Some industry comments on Hormuz;
Javier de Berenguer, Investment Manager and Fund Selector at MAPFRE, commented,
“Is the market experiencing a period of euphoria? It depends on the lens you look through. From a very short-term perspective, conflicts such as the one in the Middle East can certainly trigger corrections. But from a longer-term perspective, what we’re seeing is a full-fledged technological revolution. We risk becoming overly cautious.
We’ve seen the market consistently lag behind Nvidia, a company whose earnings have, quarter after quarter, outstripped its prior market valuation. We risk seeing the same thing happen with other companies if we view the market through a cyclical lens or rely on sentiment indicators that may work in normal economic contexts, but can leave us behind in the midst of a technological revolution,” De Berenguer warns.
For now, the market is not pricing in a scenario in which the conflict involving Iran and the Strait of Hormuz drags on much longer. The risk investors are factoring in is being left out of AI, and that’s the one they’re prioritizing. If this extends beyond July or August, we would no longer be looking at oil-price risk, but at scarcity risk, which would trigger an economic recession. It will all depend on how long the conflict lasts.

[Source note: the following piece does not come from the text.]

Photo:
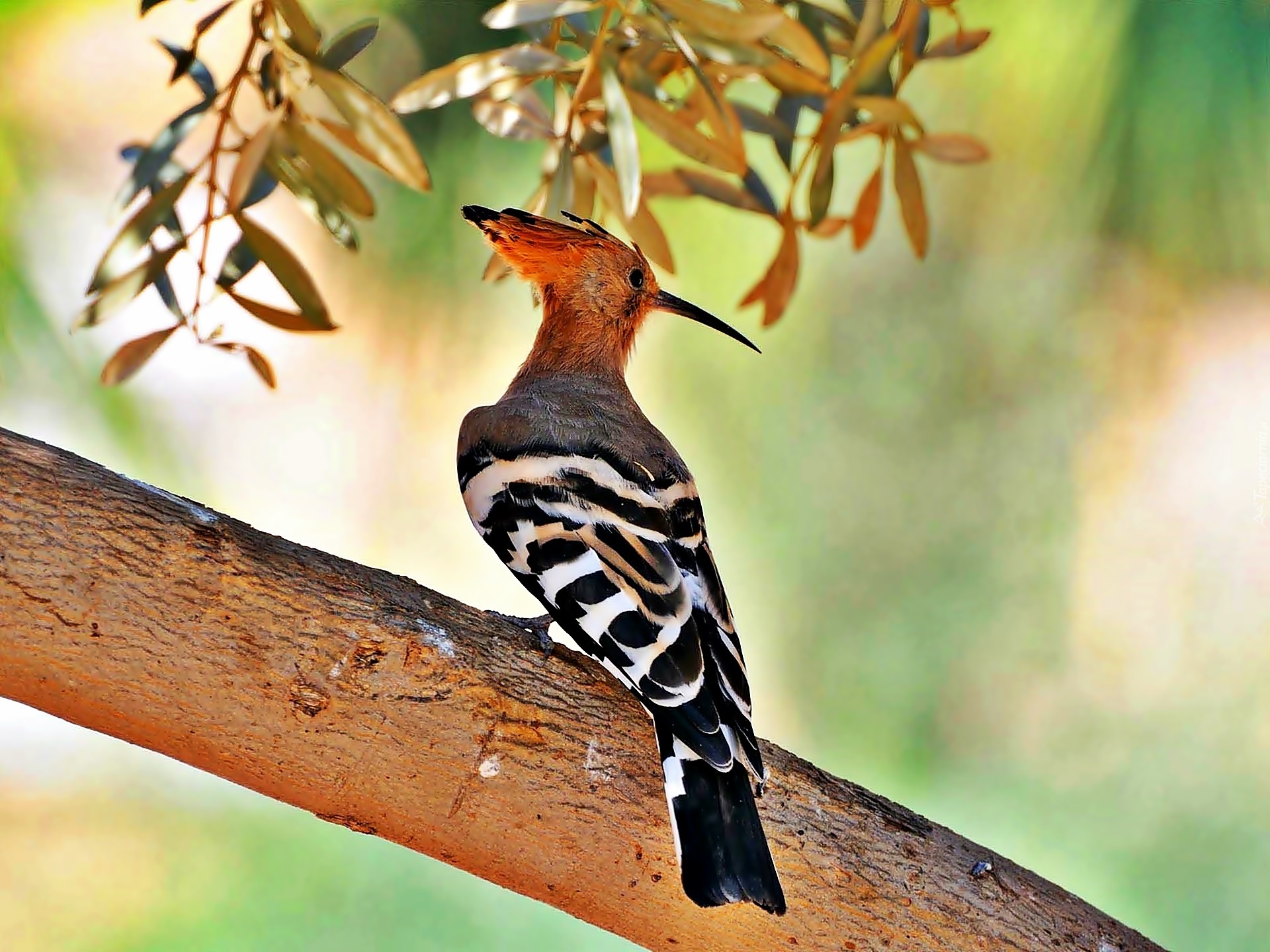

As for inflation, the United States is expected to see some rebound, although it is not expected to be especially large. But because the U.S. is the country with the greatest exposure to AI and its productivity gains, the impact on growth is not expected to be as significant. Any potential rate hike will depend on what happens in Hormuz and how long the conflict lasts. There could be a rate hike at the end of the year, not so much because the Fed believes it would be effective, but as a way to shore up its credibility.
The ECB’s credibility is also at stake in Europe. The Eurozone is more exposed to the impact of oil prices, meaning rate hikes would come sooner. They would not bring inflation down either, but the measure would serve other purposes: shoring up credibility and supporting the euro.
As a general recommendation, we warn against overly cautious positioning. We need to be invested in equities over the medium and long term. In the short term, much depends on Hormuz.”